Coy Sessions - The Preamble
Posted on Fri Jan 2nd, 2026 @ 8:05pm by Commander Rosa Coy & Remal Kajun
947 words; about a 5 minute read
Mission:
Character Development
Location: USS Sunfire
The counseling room felt lived-in, which already made it unusual. Rosa paused just inside the threshold, taking in the small rebellions against standard Starfleet décor: a wooden bowl carved by hand, a strip of woven fabric pinned along the wall, the faint smell of mountain tea steeping quietly in a corner. Remal Kajun sat with an ease that suggested he belonged here, not because he owned the space, but because he cultivated it.
The doors parted, “Rosa,” he greeted, warm without intruding. “You made it.”
The door slid shut behind her with a soft hiss. She hesitated long enough to betray she was weighing her options: fight-or-flight distilled into a single heartbeat. Then she crossed the room with the gait of someone perpetually ready to pivot, dropped into the chair opposite him, and sank back with the kind of exhale that carried too much history.
“Let’s just talk,” Remal said, hands resting lightly in his lap. “Nothing formal unless you want it to be.”
“Talking’s fine,” she muttered, eyes flicking toward the ceiling as though hunting for a crack she could slip through. “It’s the being heard part that gets tricky.”
He let that sit. He didn’t need to nudge her forward; silence, with the right company, sometimes performs the work on its own.
She shifted in the seat, fingers curling around its armrests, knuckles whitening for a moment before easing. “It’s been... a complicated few days. More complicated than usual.” A faint, humorless smirk pulled at her mouth. “And my ‘usual’ is already a mess.”
Remal nodded, slow and steady.
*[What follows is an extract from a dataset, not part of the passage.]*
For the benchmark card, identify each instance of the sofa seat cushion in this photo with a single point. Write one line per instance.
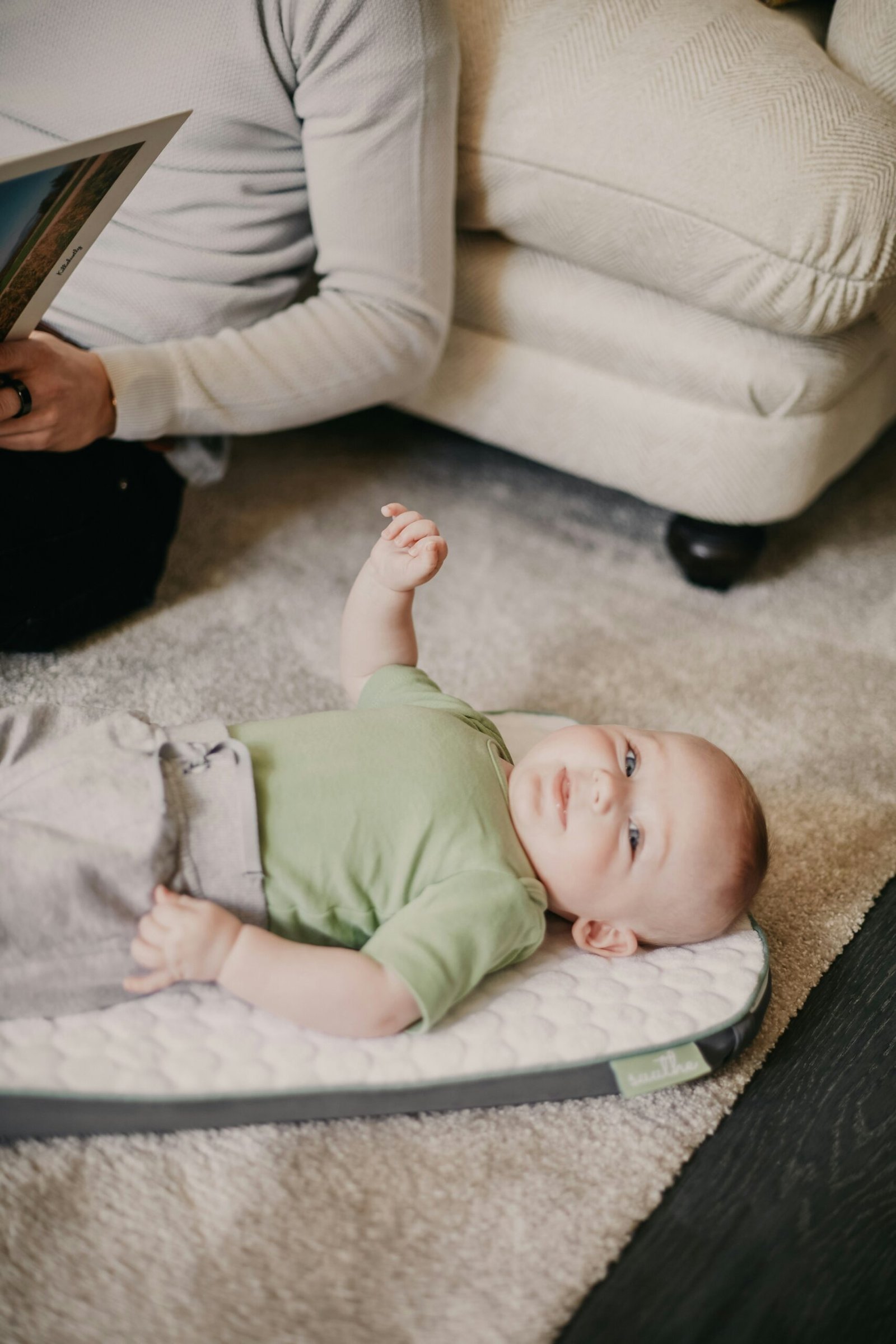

He wasn’t writing anything down, he never did, but Rosa could swear he caught every breath she took. “Tell me what that means for you.”
“It means I made a deal with my symbiont.”
Something flickered across his face, interest, not alarm. “Coy.”
“Yeah.” Her gaze lowered to her hands, thumbs brushing each other in restless passes. “When you don’t know Trill stuff, that sounds stranger than it is.”
“It sounds like a part of you needed something.”
Rosa gave a soft, incredulous laugh. “Part of me? Try five lifetimes’ worth.” Her eyes lifted to meet his. There was exhaustion there, but also a kind of simmering intensity, an engine perpetually running hot beneath the skin. “Coy’s been… quiet lately. Not absent. He doesn’t do absent. But reserved. Holding himself back after a fight we had.”
Damn right I don't do absent. Coy added simply.
Remal adjusted his posture with the smallest shift, an invitation to continue, not a prod.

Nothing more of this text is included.